Fund:National Natural Science Foundation of China (21003103); Natural Science Program of Education Department of Shananxi Province(09JZ25); Natural Science Foundation Program of Yaan University (YD2011-19);

Abstract

The Co-BiVO₄ photocatalyst was prepared by hydrothermal method and characterized by X-ray diffraction, scanning electron microscope, UV-Vis absorption spectroscope, and low-temperature N₂ adsorption. The characterized results indicate that highly crystalline monoclinic scheelite structure of Co-BiVO₄ is obtained at pH=7 and the Co dopant does not change the crystal phase of BiVO₄. The Co-BiVO₄ has a significant red-shift in the absorption band in the visible region, and its absorption intensity increases greatly for the doped catalyst compared with pure BiVO₄. Low-temperature N₂ adsorption result reveals that the pore size of the Cu-BiVO₄(pH=7) mostly distributes at 2.67 nm. The desulfurization ability of Co-BiVO₄ was researched by photocatalytic oxidation of thiophene in visible light. The results show that the Co-BiVO₄ photocatalysts exhibit higher photocatalytic activities for degradation of thiophene under visible light irradiation. When pH value is 7.0 and the hydrothermal synthesize time is 8 h, the photocatalytic activities reach the maximum. Under the conditions of 150 mL/min air flow, 1.0 mg/L catalyst amount, and visible light irradiation for 3 h in 400 W xenon lamp light, the desulfurization rate by Co-BiVO₄ at 600 mg/L initial concentration increases to 86%.
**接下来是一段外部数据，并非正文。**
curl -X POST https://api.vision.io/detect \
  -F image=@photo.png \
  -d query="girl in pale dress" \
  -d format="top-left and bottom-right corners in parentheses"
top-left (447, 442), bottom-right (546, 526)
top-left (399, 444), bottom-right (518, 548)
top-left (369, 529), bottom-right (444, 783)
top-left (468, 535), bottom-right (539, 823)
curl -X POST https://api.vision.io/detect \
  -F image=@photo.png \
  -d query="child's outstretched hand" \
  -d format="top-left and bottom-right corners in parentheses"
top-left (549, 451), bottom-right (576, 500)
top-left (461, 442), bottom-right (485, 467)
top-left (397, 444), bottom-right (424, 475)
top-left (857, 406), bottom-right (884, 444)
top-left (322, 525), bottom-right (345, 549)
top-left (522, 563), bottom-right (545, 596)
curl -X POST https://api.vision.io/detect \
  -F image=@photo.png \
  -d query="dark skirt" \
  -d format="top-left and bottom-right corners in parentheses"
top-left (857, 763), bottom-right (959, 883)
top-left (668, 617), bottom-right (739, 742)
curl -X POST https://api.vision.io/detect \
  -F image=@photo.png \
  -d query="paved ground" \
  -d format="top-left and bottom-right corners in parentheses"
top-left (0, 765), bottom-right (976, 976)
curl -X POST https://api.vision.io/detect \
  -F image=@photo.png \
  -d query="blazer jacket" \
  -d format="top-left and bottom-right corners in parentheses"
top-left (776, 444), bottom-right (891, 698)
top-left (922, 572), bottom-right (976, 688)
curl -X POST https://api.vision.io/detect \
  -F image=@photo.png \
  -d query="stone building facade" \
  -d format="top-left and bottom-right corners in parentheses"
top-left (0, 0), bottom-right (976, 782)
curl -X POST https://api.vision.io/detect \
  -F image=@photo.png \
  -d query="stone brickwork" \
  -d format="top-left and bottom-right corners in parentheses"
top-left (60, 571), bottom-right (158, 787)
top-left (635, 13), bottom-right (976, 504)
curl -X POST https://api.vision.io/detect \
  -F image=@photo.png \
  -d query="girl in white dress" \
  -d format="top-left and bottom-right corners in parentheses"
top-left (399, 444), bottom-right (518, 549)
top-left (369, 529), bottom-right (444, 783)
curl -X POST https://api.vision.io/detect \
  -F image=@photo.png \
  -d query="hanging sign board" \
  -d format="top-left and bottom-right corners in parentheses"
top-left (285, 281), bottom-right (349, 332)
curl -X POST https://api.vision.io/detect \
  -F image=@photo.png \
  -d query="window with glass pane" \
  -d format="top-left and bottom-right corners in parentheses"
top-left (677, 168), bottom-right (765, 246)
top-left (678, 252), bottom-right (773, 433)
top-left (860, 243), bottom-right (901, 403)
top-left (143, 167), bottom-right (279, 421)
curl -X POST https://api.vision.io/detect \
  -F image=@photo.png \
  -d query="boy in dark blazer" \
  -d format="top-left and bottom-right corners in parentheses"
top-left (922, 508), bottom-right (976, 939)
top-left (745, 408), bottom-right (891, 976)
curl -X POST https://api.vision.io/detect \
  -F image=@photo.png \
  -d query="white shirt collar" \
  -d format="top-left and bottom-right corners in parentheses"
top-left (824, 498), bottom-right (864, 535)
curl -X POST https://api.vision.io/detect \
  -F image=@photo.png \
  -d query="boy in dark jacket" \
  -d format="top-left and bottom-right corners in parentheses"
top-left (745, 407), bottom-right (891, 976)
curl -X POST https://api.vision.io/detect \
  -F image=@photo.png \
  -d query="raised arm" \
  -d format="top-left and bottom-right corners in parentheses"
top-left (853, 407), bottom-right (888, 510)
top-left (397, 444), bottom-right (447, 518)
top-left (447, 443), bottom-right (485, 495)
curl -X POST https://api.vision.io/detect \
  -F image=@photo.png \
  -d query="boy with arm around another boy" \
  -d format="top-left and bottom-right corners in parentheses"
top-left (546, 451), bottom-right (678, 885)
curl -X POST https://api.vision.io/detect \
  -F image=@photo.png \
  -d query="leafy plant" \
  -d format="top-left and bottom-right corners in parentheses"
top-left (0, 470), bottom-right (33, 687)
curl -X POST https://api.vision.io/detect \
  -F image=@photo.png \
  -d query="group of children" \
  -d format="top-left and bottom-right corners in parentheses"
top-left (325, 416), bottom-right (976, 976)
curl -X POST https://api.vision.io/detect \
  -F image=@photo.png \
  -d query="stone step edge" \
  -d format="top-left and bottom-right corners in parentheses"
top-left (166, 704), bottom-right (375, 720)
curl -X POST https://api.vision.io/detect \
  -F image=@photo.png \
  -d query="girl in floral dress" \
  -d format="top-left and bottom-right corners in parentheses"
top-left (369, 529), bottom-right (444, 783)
Keyword: Co-BiVO₄; photocatalyst; oxidation desulfurization; thiophene

Show Figures

汽油中含硫化合物燃烧生成的SO _x是环境污染的重要来源之一, 这些硫化物主要来自于催化裂化汽油中的有机硫化物^{[ 1]}. 人们采用了多种手段进行有机硫化物的脱除, 其中噻吩类化合物存在空间位阻效应, 性质稳定, 很难脱除^{[ 2, 3]}, 因此, 脱除噻吩类有机硫化物成为脱硫技术的开发重点. 目前, 光催化氧化技术异军突起, 其在脱硫方面表现出工艺条件温和、氧化产物为水溶性易分离的硫化物等特点, 成为当前环境治理领域最活跃的研究课题之一^{[ 4, 5, 6, 7]}. 而该课题的技术关键是开发高效、节能、环保的光催化剂. 研究表明, 复合氧化物BiVO₄具有较窄能带隙, 呈现出良好的光催化活性^{[ 8, 9, 10, 11, 12]}. 但是, 由于BiVO₄光生电子空穴对复合率高, 而使其光催化效率有限^{[ 13, 14, 15]}, 同时BiVO₄在光催化氧化过程中存在比表面积小、易凝聚、分离回收难等问题, 这些缺陷限制了BiVO₄的实际应用. 所以, 科研工作者采用多种手段对BiVO₄进行改性得到了较好的效果^{[ 16, 17, 18, 19, 20, 21]}. Zhang等^{[ 15]}采用水热法制备了Au/BiVO₄光催化剂, 研究表明, Au的掺入能有效地抑制电子-空穴对的复合, 明显提高了对甲基橙溶液的降解效率. 陈渊等^{[ 22]}采用水热法制备了Cu-BiVO₄复合光催化剂, 结果表明Cu的掺杂使可见光吸收带发生红移, 吸收强度明显提高, 可见光催化降解亚甲基蓝的活性明显提高. 这些研究为水热法制备掺杂型BiVO4光催化剂奠定了一定的基础, 但尚缺乏对制备条件与结构、形貌和性能之间关系的系统研究. 另外, 这些研究都是基于甲基橙、罗丹明和苯酚的降解为目的的, 将BiVO₄复合光催化剂应用于燃料油脱硫技术中还鲜有报道.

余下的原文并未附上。